One. I passed the Sociology of Outer Space area exam. Now I have two review essays that I can turn into more readable pieces that discuss social and behavioural science approaches to space exploration (read it here, here, and here). And an official paper stating that I know things:
Two. I got to see friends and family! I spent two months in Lithuania chilling at a beach, drinking delicious brews, and partying in the biggest-ever Baltic Pride. Close friends from Tbilisi visited us in Iowa City, and Andy and I travelled to Boston for a friends’ wedding. I also got to see a friend in Los Angeles. Good times, overall.
Three. I defended my prospectus. My dissertation explores gender, status, and emotions in space analogue facilities. And I will participate in a two-week simulation at the Mars Desert Research Station this coming April. So exciting!!!
Four. I have introduced Andrew to the Highlander. Predictable three-act episodes that can be watched out of order, dramatic soundtrack, and good looking people in action is exactly what I need after a long day. Sadly, we have finished all of six seasons by now. Baywatch is the new binge. Fun fact: Adrian Paul was among actors considered for Mitch Buchannon role. Now I can not stop imagining Duncan MacLeod coming to the rescue at the Santa Monica beach.
Five. I have finished all the courses for the Graduate Information Science Certificate. I have learned the fundamentals of various programming languages (Python, C++, SQL), but even more importantly I have learned to let go, give my best 75%, and prioritize sleep over final grade.
Six. Hair colours! I started 2019 with white Daenerys’ locks, which later turned into different shades of violet, blue, and beach blonde (thank you sun and sea). Currently, it is purplish blue – or is it blueish purple?
Seven. I was a journalist before grad school and I am still learning ins and outs of academic writing. But in 2019, I challenged myself to go back to writing to a more general public. I wrote a few blog posts, tried Medium (to no big luck), and sent out an op-ed about women and space.
Eight. I spoke in three conferences about my current passion: how to use data science to study people in space analogue environments. I have learned two things. Smaller conferences may not look as good on the CV, but they can be cheaper, and it is easier to get to know other attendees. Also, data science is a great buzz word for sociologists to use to get tech folks to listen. Last year I talked about my research as a sociologist; my data and methods were dismissed and questioned. This year at the same conference, I put on data science hat and presented parts of the same research – people listened, took notes, and had thoughtful comments. Lesson learned.

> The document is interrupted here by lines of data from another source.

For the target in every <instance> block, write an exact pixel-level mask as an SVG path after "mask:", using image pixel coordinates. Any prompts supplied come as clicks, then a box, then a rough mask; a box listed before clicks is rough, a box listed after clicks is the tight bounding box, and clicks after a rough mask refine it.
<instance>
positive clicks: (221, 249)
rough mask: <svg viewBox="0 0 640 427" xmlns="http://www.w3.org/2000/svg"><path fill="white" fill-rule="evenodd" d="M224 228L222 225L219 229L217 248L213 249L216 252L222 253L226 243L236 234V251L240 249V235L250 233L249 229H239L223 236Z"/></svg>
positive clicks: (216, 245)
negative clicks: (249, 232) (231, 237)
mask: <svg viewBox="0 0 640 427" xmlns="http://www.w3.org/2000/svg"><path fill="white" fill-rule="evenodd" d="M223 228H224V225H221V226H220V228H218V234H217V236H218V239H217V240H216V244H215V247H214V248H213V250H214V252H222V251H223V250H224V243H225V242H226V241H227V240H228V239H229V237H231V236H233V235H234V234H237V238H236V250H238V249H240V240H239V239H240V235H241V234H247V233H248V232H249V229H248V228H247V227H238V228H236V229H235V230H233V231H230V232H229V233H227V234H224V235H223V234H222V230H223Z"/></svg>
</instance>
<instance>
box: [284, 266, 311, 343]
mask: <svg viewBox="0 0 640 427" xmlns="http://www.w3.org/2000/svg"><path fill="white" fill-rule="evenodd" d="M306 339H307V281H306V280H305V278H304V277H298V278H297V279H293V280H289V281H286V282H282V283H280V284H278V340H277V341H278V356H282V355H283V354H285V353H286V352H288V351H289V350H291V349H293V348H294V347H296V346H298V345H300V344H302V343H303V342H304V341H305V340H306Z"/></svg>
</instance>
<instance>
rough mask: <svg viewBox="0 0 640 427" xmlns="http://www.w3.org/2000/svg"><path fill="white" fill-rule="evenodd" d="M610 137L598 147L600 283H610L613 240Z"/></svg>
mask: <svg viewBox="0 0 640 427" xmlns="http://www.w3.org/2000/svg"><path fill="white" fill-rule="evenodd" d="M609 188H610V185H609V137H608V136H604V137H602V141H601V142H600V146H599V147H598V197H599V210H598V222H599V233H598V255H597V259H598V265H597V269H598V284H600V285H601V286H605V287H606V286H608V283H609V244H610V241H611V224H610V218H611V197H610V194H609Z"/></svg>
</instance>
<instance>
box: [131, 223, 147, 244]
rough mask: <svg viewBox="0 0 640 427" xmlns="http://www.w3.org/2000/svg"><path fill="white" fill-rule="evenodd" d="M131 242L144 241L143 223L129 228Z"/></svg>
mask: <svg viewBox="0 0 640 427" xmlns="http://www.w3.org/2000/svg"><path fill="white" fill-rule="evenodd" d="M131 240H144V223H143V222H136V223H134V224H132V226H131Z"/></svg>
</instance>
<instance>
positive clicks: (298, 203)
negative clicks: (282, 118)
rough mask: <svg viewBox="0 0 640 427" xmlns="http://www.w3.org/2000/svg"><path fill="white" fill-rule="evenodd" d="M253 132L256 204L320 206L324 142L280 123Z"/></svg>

Nine. I read a lot for pleasure. At least a couple of times, I picked up an interesting looking book from a library shelf only to put it down because I have already read it. This year, I turned back to my long favourites and discovered new names. I enjoyed Tana French, Haruki Murakami, Cixin Liu, Ken Liu, Diana Walsh Pasulka, Naomi Alderman, David Rhodes, and Paula Hawkins, among many many others.
Ten. I got back on Twitter, as this is where it all happens now. I am still learning the rules and norms of Twitterverse. Crowd justice, influencers and wannabes, and conversations where everyone talks about themselves more than anything else. Fascinating. Follow me at @inga_pop?
And what was your top 10 of the 2019? Or the 2010s, if you want to think in broader strokes?